Beautiful bamboo plant labels used in Suzhou. I searched in vain for some of these to bring home...the lack of a free market shows in my utter inability to find any garden implements or artifacts for purchase in what is widely touted as China's garden city. Meanwhile, the stalls outside the gardens have the same selection of silk purses and gold plastic Buddhas being hawked all over China. I finally found some garden items at a flower market in Beijing, but there were few things sized for bringing back on the plane and most items were of the sort that are already imported to the states, anyway.
Doubled clay pots used for setting out plants...the bog standard Chinese pot is shorter and wider than the typical Western one, and has a narrow rolled lip rather than our wide flattened one. I searched in vain for these, too, even in local markets where there were no tourists and I was pointed at and asked for photos.

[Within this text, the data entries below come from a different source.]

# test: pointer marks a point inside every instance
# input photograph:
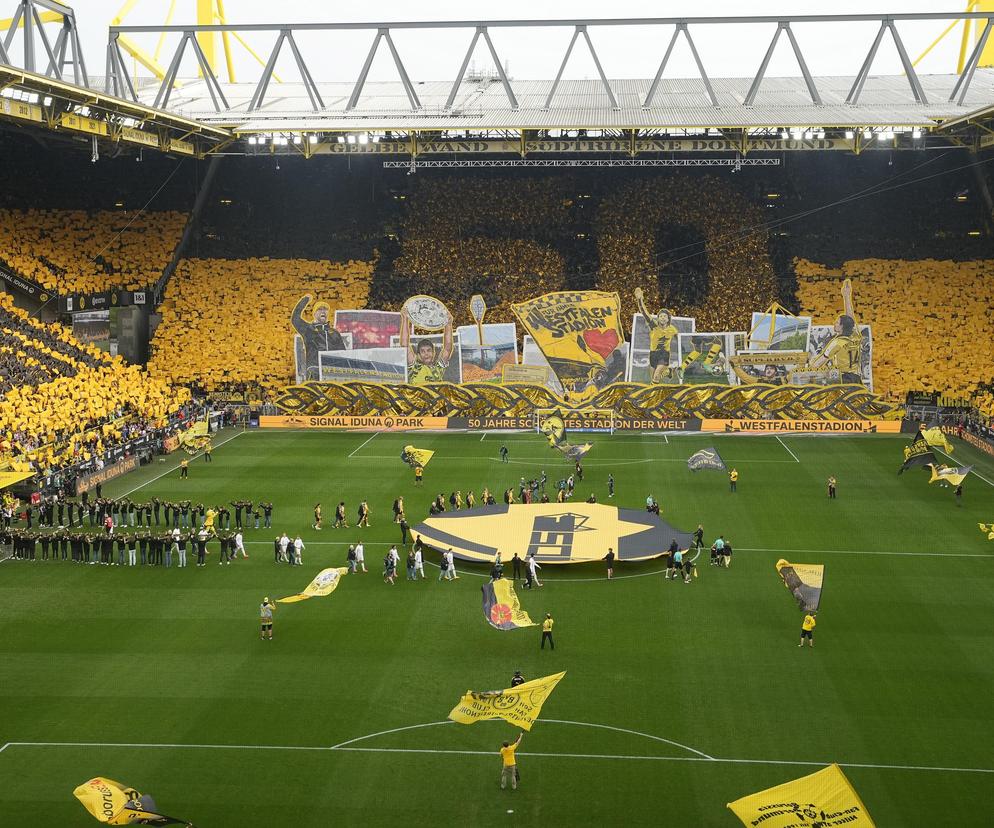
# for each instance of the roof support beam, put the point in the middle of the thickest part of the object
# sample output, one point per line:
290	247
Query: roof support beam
966	78
577	31
681	27
887	24
500	69
808	80
317	104
412	95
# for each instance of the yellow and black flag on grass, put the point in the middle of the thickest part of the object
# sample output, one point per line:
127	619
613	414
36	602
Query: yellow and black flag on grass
824	799
518	705
112	803
501	607
706	459
804	581
917	453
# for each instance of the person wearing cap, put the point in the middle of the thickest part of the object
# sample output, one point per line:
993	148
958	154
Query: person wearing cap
266	618
547	631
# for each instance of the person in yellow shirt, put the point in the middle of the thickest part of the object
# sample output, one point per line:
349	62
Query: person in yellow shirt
547	631
509	765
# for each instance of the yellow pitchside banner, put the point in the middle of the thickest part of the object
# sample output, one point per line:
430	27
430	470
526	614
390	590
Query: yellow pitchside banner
324	583
518	705
10	478
823	799
578	331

The doubled pot technique was often used for the display of potted plants in the garden as well. When container plants were present, they were usually placed around the perimeter of an area of open courtyard, serving to soften the hard outlines of the rock formations. In the second photo above, the pots are placed upon the same rounded stones that serve as foundations for the posts of the pagodas.

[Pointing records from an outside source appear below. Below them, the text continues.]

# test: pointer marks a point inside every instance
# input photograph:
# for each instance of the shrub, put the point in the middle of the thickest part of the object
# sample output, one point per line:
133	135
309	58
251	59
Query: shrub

Young trees are uniformly staked with wooden poles for bracing; more attractive, I think, than our outward leaning tree stakes. The trunks were often wrapped with rope; I'm not sure why (perhaps to ward off some insect?) but I like the way it looks. The wrapped trunks seem sculptural, especially in mass municipal plantings. When evergreens are braced, the poles are extended through the foliage and out the sides in a giant 'x' reminiscent of the chopstick hairstyles once favored by well-to-do Chinese.